Monday, December 14, 2009

New Tea Book, New Keemun

I just received a new tea book, my favorite thing. It is written by Roy Fong of the Imperial Tea Court store. Since I pre-ordered mine, it is even signed. The Great Teas of China is part memoir, part a discussion of the teas Roy feels are the best. I have only had time to look through it very briefly, but it looks very interesting. What I have read I have thoroughly enjoyed. It would make a great gift for someone you know who loves Chinese tea. It is wonderful for me, as I am only beginning to explore this vast area. I have gotten especially fond of some of the green teas. . Please see or for more on this book or how to order. Today, however, I am going to talk about a black tea.

Chinese Keemun tea was first processed about 1875 – a relative newcomer to Chinese teas. My sample comes from Simpson and Vail, part of my latest order. The dry leaves are small and very black. It has a pleasant fresh roast corn scent and I brewed it for about 4 minutes at 212. The first sips run right to the back and sides of my tongue. It is an earthy, coppery taste, that changes frequently as it cools, going through a phase of strong dark fruits, almost like prunes, but not sweet. It ends with a sharp floral taste. What an adventure! A very good tea.

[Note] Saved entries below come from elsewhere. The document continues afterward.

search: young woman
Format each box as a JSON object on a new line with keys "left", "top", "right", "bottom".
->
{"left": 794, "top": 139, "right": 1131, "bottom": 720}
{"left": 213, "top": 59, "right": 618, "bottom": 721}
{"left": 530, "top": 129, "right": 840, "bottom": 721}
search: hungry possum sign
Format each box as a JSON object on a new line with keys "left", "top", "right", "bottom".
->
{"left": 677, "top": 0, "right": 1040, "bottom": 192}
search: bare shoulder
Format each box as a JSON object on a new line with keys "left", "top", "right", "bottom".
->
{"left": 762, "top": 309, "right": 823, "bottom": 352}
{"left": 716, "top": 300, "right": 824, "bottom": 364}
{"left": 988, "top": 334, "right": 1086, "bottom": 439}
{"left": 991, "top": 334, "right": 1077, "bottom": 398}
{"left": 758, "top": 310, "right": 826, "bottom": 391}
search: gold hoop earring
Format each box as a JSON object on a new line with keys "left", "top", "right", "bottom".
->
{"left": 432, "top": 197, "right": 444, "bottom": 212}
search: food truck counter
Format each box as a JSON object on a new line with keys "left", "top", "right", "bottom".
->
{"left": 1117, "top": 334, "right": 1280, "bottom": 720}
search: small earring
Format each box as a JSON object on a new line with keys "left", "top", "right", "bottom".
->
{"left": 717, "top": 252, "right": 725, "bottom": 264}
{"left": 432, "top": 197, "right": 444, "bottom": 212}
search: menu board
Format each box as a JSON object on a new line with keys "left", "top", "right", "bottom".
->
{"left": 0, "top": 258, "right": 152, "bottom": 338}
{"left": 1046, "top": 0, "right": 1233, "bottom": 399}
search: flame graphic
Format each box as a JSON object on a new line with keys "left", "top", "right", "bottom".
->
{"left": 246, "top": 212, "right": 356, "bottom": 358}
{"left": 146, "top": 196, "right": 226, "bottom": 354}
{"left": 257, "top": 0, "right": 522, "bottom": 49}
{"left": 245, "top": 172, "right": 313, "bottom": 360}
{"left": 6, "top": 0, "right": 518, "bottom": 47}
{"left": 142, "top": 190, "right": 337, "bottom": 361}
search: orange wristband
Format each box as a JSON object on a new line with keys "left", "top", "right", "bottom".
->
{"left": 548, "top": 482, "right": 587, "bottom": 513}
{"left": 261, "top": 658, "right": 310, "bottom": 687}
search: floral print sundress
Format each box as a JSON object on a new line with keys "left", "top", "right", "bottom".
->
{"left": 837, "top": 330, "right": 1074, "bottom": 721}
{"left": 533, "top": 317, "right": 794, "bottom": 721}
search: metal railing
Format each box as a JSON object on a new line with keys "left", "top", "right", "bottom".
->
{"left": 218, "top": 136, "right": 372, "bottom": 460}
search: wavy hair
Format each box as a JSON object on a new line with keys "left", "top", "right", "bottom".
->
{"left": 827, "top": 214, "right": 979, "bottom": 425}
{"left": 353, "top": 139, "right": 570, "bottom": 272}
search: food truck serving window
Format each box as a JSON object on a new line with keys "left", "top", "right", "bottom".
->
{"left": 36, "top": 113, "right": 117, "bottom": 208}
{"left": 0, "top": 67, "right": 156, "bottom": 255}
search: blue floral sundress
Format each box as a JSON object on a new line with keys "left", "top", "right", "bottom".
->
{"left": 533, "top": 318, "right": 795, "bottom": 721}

I think the very good to great teas are like that – every cup is an adventure. It is less so with many of the straightforward black teas, but with some Darjeelings, certainly with Oolongs and greens, there is a lot of flavor nuance with every cup, you never really know where you are going or where you will end up!

1 comment:

Tony said...

I love the book. Its great to see stuff being translated for the first time in English. James Norwood Pratt's tea dictionary will be another big one next year.